A) Normalized firefly luciferase activity for Luc-LMOD2 CDS and MG constructs with and without the W398* (left) or R513* (right) mutations presented as a percentage of wild type (WT) protein levels. Data are means ± SD. n = 4; ****P <0.0001, Student’s t-test. B) Schematic of LMOD2-MG construct with boxes representing exons and intervening lines representing introns. The locations of the W398* and R513* mutations, SBOs and the putative EJC binding site (pink) upstream of the junction between exons 2 and 3 are indicated. C) Normalized firefly luciferase activity for Luc-LMOD2 MG[W398*] treated with 100 nM of the steric-blocking oligonucleotides (SBOs) indicated. Data are presented as the mean percentage of Luc-LMOD2 MG (WT) + Scr SBO activity ± SD. n = 3; *P <0.05; **P <0.01; ***P <0.001, One-way ANOVA with Dunnett’s multiple comparison test. D) Normalized firefly luciferase activity for Luc-LMOD2 MG[W398*] treated with various concentrations of the L2[-38] SBO. Data are presented as the mean percentage of Luc-LMOD2 MG + 100 nM scrambled SBO ± SD. n = 4; ***P <0.001,****P <0.0001, One-way ANOVA with Dunnett’s multiple comparison test. E) Normalized firefly luciferase activity for Luc-LMOD2 MG[R513*] treated with 400 nM of the steric-blocking oligonucleotides (SBOs) indicated. Data are presented as the mean percentage of Luc-LMOD2 MG (WT) activity ± SD. n = 3; **P <0.01, Student’s t-test. F) Representative western blot of input or immunoprecipitate probed for components of the EJC (EIF4A3 and MAGOH) or control proteins (vinculin and GAPDH). G) RT-qPCR analysis of LMOD2 mature mRNA levels in input lysate (left panel) or the immunoprecipitate (right panel) from cells treated with 100 nM scrambled (black) or L2[-38] (pink) SBOs. Data are means ± SD. n = 3; *P <0.05, **P <0.01, comparison with a hypothetical mean of 1.0, one sample t-test.
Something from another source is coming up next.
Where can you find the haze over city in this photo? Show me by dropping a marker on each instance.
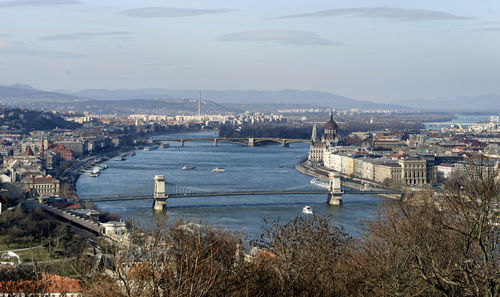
(381, 51)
https://doi.org/10.1371/journal.pgen.1011279.g004

To assess whether the L2[-38] SBO does indeed block deposition of the EJC on LMOD2 mRNA we used RNA-IP (RIP). A core component of the EJC (EIF4A3) was immunoprecipitated from FT-293 cells stably expressing LMOD2 MG[W398*] (Fig 4F). Probing for another component of the EJC, MAGOH, indicated that the greater complex was pulled down. RNA associated with the complex (or in the input lysate) was isolated, cDNA generated and RT-qPCR used to quantify transcript levels. Analysis of RIP input lysate revealed an increase in LMOD2 MG[W398*] transcript levels following treatment with SBO L2[-38] compared to treatment with a scrambled SBO, consistent with inhibition of NMD (Fig 4G). However, the amount of LMOD2 MG[W398*] transcript associated with the EJC is significantly decreased following treatment with SBO L2[-38] compared to a scrambled SBO (Fig 4G), indicating the L2[-38] SBO interferes with deposition of the EJC on LMOD2 mRNA.

Discussion

In this study we developed an experimental system to directly test the effect of human LMOD2 disease causing mutations on the expression and stability of LMOD2 protein. To date, four distinct LMOD2 mutations have been discovered in individuals from five separate families that all present with early onset dilated cardiomyopathy [711]. By analyzing explanted hearts we previously found that two of the mutations (p.W398* and c.273+1G>A*) result in a lack of full-length or mutant protein expression [7,11]. Here we further show the p.W398* mutation, and an additional unstudied mutation (p.R513*), result in very little mutant LMOD2 protein expression when expressed from gene constructs in a human cell line, while another unstudied mutation (p.V415fs*108) does not significantly decrease mutant protein levels. Interestingly, a patient homozygous for the latter mutation displayed the latest onset of disease to date, presenting at 9 months of age [10], revealing a potential correlation between mutant LMOD2 protein levels and severity of DCM. While the L415Vfs*108 mutation did not result in a significant decrease in mutant protein when expressed from the minigene construct (~90% of wild type levels), when expressed from the CDS construct the mutation results in an increase in protein levels (~130% of wild type) suggesting that the mutant protein, which contains 108 random residues C-terminal to valine 415, is more stable than wild type LMOD2.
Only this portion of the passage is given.